JUPITER NIGHTS: Monica Mirabile // Kinlaw // Davon
DOORS 7 PM, MUSIC 8 PM
At the Basilica Gallery Building
108 South Front Street, Hudson, NY 12534 (right next to the main building on our campus)

JUPITER NIGHTS – Basilica Hudson’s new weekly series of arts events in our Gallery Building – continues with performance artists and Basilica Hudson alumni Monica Mirabile, Kinlaw and Davon (Hudson, NY).



Monica Mirabile (b. Clearwater, Florida in 1988) is an artist living in NYC. Her work explores performance as behavior, focusing on the information we’ve had no choice but to absorb. Accompanied by audio composition, scenographic installation and performance, her choreographed productions focus on support while elaborating on how authority, power and manipulation operate inside the body. Mirabile points to the antidote within the problem- letting the poetic nature of the collapse of time be modeled with playful and poetic sentiment. Her work is deeply collaborative and aims to stimulate an intensely felt living system.
Mirabile will present “ATUD,” a collaborative work in process performance rooted in the queering of family systems, grief, criminality, and the collapsing of time within one’s body.
More about Monica Mirabile and “ATUD“
Mirabile is one half of the performance duo FlucT. She has performed and exhibited at the Guggenheim, The Broad Museum, PS1, Miami Art Basel, 3hd, NADA, Performa, the Queens Museum among others. She has worked with many musicians and artists including SOPHIE, Blood Orange, Eartheater, Mitski, Maggie Rogers and Korakrit Arunanondchai. Her work was acquired into The Whitney’s permanent collection in 2017. In addition, Mirabile founded Otion Front Studio (est. 2014), a performance rehearsal space in Brooklyn, New York and she currently organizes the Open Movement program at Performance Space New York.
“ATUD” is a work in process performance of the most recent work by choreographer and artist Monica Mirabile, featuring an ensemble of performers and collaborators Edythe Woolley, Kate Williams, Joy Norton and Maxi Canion, with a soundtrack by musician Aaron David Ross (ADR) and executive production support by Graeme Flegenheimer. The performance is rooted in the queering of family systems, grief, criminality, and the collapsing of time within one’s body. Inspired by the artist’s late Italian American Father, the theme of mafia centers a particular notion of family and the secular ecosystem that rises from the need to develop a support system outside of the status quo.

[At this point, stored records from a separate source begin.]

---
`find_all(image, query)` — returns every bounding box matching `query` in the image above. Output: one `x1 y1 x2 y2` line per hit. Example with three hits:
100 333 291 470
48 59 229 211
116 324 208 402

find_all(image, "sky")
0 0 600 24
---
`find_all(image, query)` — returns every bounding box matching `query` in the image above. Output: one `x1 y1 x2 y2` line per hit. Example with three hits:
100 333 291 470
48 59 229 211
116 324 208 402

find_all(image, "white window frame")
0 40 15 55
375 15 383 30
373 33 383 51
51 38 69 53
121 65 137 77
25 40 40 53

Kinlaw (24-HOUR DRONE 2019 alumni) is an audio composer, choreographer, and artist. Their productions have been featured throughout New York City in institutions like MoMA, MoMA PS1, New Museum, Pioneer Works, and Mana Contemporary, as well as throughout Europe. Kinlaw is a 2022 music resident at Pioneer Works and previous member of New Inc, focusing on Experiments in Art and Technology and psychoacoustical research at Bell Labs. Kinlaw is an MFA candidate at Bard College, Milton Avery School of the Arts.